As for artists, too many have been getting away with murder, making questionable or derivative work and selling it for inflated prices. They will either lower their prices or stop selling. Many younger artists who made a killing will be forgotten quickly. Others will be seen mainly as relics of a time when marketability equaled likability. Many of the hot Chinese artists, most of whom are only nth-generation photo-realists, will fall by the wayside, having stuck collectors with a lot of junk.
Much good art got made while money ruled; I like a lot of it, and hardship and poverty aren’t virtues. The good news is that, since almost no one will be selling art, artists–especially emerging ones–won’t have to think about turning out a consistent style or creating a brand. They’ll be able to experiment as much as they want.
Saltz is perhaps the quintessential art world insider.

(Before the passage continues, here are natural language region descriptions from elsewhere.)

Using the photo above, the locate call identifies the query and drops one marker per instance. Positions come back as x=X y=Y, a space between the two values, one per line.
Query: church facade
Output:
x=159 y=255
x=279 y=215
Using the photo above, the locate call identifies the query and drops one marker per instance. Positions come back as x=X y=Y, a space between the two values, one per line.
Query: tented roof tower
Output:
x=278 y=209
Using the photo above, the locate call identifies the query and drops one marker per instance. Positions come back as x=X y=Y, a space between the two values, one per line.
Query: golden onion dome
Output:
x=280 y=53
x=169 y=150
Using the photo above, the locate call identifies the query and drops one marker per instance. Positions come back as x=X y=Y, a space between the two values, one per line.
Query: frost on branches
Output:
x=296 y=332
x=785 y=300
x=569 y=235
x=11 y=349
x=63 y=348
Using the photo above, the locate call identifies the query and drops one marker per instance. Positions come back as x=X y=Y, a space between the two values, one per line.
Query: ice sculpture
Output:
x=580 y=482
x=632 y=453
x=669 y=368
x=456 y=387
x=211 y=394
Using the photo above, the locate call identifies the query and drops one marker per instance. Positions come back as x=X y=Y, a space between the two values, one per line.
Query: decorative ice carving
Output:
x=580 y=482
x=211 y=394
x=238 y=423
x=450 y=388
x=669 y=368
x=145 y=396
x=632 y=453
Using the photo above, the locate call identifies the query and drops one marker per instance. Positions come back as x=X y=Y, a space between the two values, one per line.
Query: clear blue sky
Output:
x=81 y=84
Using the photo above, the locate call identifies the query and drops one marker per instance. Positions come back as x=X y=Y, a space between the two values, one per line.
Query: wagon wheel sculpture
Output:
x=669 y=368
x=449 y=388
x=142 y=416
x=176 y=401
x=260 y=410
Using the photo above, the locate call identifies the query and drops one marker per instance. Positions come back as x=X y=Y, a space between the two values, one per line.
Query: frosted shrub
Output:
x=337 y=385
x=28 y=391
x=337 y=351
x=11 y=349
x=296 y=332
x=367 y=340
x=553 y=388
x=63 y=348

His art tangy, provisional reports on the contemporary art world are invaluable for the rest of us on the outside, looking in. Along with his wife, Times critic Roberta Smith, Mr. Saltz is often cited as the most influential contemporary art critic writing today. (How influential can a critic be? Robert Hughes once compared the task of the art critic to playing the piano in a whorehouse. All the action is upstairs.) Together, they see everything. They know everyone. I will admit to my surprise, once, when stopping at an out of the way gallery on the Lower East Side, I had a look at the registry. The place was about as big as gym locker; the art was obscure. But there, on the last page, were two names: Jerry Saltz and Roberta Smith. The pair had stopped by the gallery earlier that morning, like field marshals graciously touring the sick tent.
So for Saltz to say that the temperature is dropping, that the herd is thinning out, and that art must test its worth against the recession, is worth noting. Then again, this post on ARTINFO on the social-circus over at the Whitney, suggests that any change in art world behavior will not be lasting.